Sometimes, at the Sundance Film Festival, a movie is good, but not good enough to win an award. In this case, the Grand Jury can award a special prize. Brick shared a 2005 Award for "Originality of Vision" with Me and You and Everybody We Know. The only other similar award was for Secretary in 2002, which received an award for "Originality." People should pay attention to these awards. All three films are distinctive, and make for fascinating viewing. Brick is the most visually arresting film. In an era where everybody and their mom wants to transplant Shakespeare to high school settings (She's the Man is the latest effort), writer/director Rian Johnson decided to make a modern day noir film with teenagers.

Everything about Brick screams "noir," except the age of its characters. These Southern California teenagers speak, and sometimes dress like hard-boiled characters from the forties. The dialogue can be a bit dense at times. It takes a while to get into Johnson's groove, but once that happens, he aurally immerses the audience into his new world. Johnson keeps the lights low, and does some very interesting things with his camera.
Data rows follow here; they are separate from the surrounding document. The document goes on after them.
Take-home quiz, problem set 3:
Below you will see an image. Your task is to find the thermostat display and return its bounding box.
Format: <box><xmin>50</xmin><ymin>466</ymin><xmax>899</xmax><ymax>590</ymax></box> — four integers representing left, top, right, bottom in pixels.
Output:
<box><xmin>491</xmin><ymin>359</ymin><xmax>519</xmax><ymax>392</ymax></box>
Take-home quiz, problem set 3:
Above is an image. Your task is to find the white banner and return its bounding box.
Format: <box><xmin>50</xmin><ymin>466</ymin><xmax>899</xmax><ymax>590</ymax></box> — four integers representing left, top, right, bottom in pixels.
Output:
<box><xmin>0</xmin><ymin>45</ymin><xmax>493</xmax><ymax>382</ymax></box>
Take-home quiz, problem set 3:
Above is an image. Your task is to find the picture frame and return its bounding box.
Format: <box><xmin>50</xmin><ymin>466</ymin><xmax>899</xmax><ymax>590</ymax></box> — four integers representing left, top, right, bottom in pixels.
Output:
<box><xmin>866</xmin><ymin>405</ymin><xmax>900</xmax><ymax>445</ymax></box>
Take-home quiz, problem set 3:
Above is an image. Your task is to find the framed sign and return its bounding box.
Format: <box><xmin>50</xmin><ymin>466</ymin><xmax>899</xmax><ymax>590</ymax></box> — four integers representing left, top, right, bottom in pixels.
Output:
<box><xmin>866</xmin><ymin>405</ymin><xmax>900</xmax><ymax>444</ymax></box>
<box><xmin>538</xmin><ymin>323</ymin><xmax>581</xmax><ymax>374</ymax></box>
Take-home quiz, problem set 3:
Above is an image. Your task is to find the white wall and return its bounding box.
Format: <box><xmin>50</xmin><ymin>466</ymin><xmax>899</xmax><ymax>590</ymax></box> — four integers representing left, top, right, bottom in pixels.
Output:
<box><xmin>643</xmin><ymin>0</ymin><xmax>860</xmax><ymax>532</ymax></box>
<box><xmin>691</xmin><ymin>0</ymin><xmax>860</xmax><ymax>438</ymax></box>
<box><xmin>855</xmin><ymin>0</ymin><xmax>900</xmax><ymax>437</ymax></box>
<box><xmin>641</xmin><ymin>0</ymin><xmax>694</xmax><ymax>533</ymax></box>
These little visual flairs and camera tricks also give the film a gritty, touch feeling. All of the prerequisite characters are here; the world-weary good guy, beautiful dames, the muscle, and the crime lord. There's even a bit of humor to keep everything off-kilter.

Brick also marks the first time that Joseph Gordon-Levitt (Mysterious Skin, Latter Days) has been able to find a role that seems to match his choice in films. Gordon-Levitt gravitates towards the unusual, usually with lesser results. As Brendan Frye, he is riveting. Frye is trying to discover what happened to his girlfriend Emily (Emilie de Ravin, The Hills Have Eyes). He works with his friend The Brain (Matt O'Leary, The Alamo, Spy Kids 3-D) to begin uncovering information based on her last phone call. Every clue leads him deeper into a dangerous world of competing gangs, beautiful women, and drugs. A violent thug named Tug (Noah Fleiss, Evergreen, Storytelling) and a creepy pusher named The Pin (Lukas Haas, Bookies, Long Time Dead) who operates out of the basement of his mother's house.

Johnson's plot is as dense as his dialogue. The facts come quickly, and it's up to the viewer to keep track of everybody and everything before Johnson and the Frye character move on. Johnson doesn't condescend to his audience, and forces them to process all the information by not spelling out everything in dialogue. Frye distrusts everybody around him, especially beautiful women like Laura Dannon (Nora Zehetner, May, American Pie 2), who may be playing both sides. These are very complex characters, quite unlike nearly every high school character that inhabits movies (again, see She's the Man - wait, don't). Brick is definitely something different. And different in a good way.

Mongoose Rates It: Pretty Good.
1 hour, 50 minutes, Rated R for sexuality, language, and some drug use.